Not even a mob of Indian workers returning from the Gulf could distract the former Jesuit from the lastest of his spiritual exercises. The workers were what Farrokh’s mother, Meher, used to call the Persia-returned crowd, but these workers weren’t coming from Iran; they were returning from Kuwait—their two-in-ones or their three-in-ones were blasting. In addition to their boom boxes, they carried their foam mattresses; their plastic shoulder bags were bursting with whiskey bottles and wristwatches and assorted aftershaves and pocket calculators—some had even stolen the cutlery from the plane. Sometimes the workers went to Oman—or Qatar or Dubai. In Meher’s day, the so-called Persia-returned crowd had brought back gold ingots in their hands—at least a sovereign or two. Nowadays, Farrokh guessed, they weren’t bringing home much gold. Nevertheless, they got drunk on the plane. But even as he was jostled by the most unruly of these Persia-returned people, Martin Mills kept closing his eyes and smiling; as long as Jesus was still in that parking lot, all was right with Martin’s world.

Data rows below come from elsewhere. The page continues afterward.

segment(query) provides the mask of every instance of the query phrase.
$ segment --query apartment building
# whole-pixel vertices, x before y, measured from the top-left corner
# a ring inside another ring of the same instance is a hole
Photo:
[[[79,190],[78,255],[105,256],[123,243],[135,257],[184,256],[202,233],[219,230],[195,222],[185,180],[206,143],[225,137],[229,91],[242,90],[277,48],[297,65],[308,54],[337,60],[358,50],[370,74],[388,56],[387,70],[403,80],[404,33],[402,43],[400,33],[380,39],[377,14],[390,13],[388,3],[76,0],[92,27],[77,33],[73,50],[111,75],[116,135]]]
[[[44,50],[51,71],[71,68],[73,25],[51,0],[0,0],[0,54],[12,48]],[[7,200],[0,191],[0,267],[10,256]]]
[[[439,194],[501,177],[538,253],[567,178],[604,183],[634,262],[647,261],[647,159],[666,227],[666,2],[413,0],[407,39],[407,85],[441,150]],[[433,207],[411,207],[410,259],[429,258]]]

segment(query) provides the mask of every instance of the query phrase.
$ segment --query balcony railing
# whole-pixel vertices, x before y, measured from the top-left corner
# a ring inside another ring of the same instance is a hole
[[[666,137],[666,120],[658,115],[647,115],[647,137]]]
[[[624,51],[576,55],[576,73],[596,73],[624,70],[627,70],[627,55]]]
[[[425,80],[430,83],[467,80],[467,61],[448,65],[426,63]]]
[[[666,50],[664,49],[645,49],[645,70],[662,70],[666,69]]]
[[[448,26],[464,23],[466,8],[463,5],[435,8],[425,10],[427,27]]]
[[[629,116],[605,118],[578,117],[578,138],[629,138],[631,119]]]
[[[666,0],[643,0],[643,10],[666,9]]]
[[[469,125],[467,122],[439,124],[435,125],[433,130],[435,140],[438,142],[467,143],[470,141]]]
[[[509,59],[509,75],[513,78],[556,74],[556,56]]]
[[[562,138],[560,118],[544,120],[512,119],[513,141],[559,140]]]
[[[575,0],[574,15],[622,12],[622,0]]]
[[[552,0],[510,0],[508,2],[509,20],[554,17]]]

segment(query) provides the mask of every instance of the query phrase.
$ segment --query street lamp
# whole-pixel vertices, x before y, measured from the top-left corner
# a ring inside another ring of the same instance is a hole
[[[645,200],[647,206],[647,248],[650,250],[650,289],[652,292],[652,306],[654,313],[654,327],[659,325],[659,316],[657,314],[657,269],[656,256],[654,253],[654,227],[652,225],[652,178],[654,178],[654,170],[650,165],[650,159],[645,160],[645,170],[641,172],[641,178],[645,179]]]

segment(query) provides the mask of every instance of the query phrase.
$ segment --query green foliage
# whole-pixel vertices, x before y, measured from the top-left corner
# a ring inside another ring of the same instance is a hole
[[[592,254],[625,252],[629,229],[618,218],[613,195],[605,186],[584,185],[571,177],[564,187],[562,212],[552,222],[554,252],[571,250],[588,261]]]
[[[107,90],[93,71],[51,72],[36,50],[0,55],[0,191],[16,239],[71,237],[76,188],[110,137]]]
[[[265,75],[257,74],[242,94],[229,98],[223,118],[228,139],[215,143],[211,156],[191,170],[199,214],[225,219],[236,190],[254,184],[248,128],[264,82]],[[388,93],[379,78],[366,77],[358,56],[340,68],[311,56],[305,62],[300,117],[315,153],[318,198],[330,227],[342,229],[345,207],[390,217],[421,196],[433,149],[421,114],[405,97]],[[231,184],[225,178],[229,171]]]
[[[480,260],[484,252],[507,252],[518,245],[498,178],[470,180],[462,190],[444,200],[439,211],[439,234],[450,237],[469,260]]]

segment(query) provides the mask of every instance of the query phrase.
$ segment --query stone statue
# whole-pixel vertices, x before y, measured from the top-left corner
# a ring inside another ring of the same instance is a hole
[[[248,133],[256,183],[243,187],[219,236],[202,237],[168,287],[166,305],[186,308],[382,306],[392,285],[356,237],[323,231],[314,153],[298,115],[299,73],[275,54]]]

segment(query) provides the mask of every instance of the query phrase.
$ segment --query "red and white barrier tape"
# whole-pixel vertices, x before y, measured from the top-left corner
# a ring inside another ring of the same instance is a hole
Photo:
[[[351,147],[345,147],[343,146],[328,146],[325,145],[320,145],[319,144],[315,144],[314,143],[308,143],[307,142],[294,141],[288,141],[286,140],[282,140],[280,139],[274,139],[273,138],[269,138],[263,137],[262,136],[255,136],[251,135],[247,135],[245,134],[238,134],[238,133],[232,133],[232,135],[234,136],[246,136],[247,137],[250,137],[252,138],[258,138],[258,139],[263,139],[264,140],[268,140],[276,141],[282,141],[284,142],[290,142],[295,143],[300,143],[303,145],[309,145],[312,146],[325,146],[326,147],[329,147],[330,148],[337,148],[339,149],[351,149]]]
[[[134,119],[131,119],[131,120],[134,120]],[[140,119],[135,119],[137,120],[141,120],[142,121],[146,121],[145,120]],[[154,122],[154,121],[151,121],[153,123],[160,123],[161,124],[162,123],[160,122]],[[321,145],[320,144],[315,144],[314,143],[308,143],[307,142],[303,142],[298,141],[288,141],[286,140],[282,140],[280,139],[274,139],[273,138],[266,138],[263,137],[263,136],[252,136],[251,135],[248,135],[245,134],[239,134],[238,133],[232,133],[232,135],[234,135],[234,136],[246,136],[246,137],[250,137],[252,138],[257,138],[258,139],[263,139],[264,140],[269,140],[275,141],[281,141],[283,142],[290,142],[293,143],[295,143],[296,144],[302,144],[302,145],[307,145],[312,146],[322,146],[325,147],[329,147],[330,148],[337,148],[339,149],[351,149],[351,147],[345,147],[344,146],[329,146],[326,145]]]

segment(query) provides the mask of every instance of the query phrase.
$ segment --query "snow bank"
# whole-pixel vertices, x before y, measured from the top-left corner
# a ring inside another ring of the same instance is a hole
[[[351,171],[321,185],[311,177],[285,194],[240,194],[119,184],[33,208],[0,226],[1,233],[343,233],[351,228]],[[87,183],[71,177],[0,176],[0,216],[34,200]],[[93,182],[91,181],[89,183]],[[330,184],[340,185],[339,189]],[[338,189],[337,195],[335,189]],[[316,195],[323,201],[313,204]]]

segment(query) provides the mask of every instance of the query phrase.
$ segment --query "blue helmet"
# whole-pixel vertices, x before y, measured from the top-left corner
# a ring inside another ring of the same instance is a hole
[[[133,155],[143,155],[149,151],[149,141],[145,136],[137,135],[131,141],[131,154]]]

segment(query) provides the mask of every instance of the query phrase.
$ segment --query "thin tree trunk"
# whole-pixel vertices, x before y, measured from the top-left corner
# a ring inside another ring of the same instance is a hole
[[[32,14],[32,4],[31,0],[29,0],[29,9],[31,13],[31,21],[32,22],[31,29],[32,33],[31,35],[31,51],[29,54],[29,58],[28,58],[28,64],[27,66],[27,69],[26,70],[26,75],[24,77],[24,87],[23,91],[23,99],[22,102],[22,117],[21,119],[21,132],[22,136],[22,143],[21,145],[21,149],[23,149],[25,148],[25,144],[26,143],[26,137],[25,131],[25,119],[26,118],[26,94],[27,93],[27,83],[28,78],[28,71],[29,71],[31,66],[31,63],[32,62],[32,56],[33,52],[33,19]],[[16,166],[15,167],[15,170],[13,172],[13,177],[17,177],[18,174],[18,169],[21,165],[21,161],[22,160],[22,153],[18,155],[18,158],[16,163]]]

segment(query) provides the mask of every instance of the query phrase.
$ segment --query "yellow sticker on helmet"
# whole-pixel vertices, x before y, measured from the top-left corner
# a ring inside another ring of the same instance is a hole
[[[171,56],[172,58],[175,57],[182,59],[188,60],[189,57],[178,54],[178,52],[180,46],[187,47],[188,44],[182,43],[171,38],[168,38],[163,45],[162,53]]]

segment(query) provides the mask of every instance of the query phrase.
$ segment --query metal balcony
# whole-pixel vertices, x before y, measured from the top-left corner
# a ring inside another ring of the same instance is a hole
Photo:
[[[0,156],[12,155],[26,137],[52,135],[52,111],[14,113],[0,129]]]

For his remaining days in Bombay, Dr. Daruwalla would regret that, when he closed his eyes, he saw no such reassuring vision; no Christ—not even a parking lot. He told Julia that he was suffering the sort of recurring dream that he hadn’t had since he’d first left India for Austria; it was a common dream among adolescents, old Lowji had told him—for one reason or another, you find yourself naked in a public place. Long ago, Farrokh’s opinionated father had offered an unlikely interpretation. “It’s a new immigrant’s dream,” Lowji had declared. Maybe it was, Farrokh now believed. He’d left India many times before, but this was the first time he would leave his birthplace with the certain knowledge that he wasn’t coming back; he’d never felt so sure.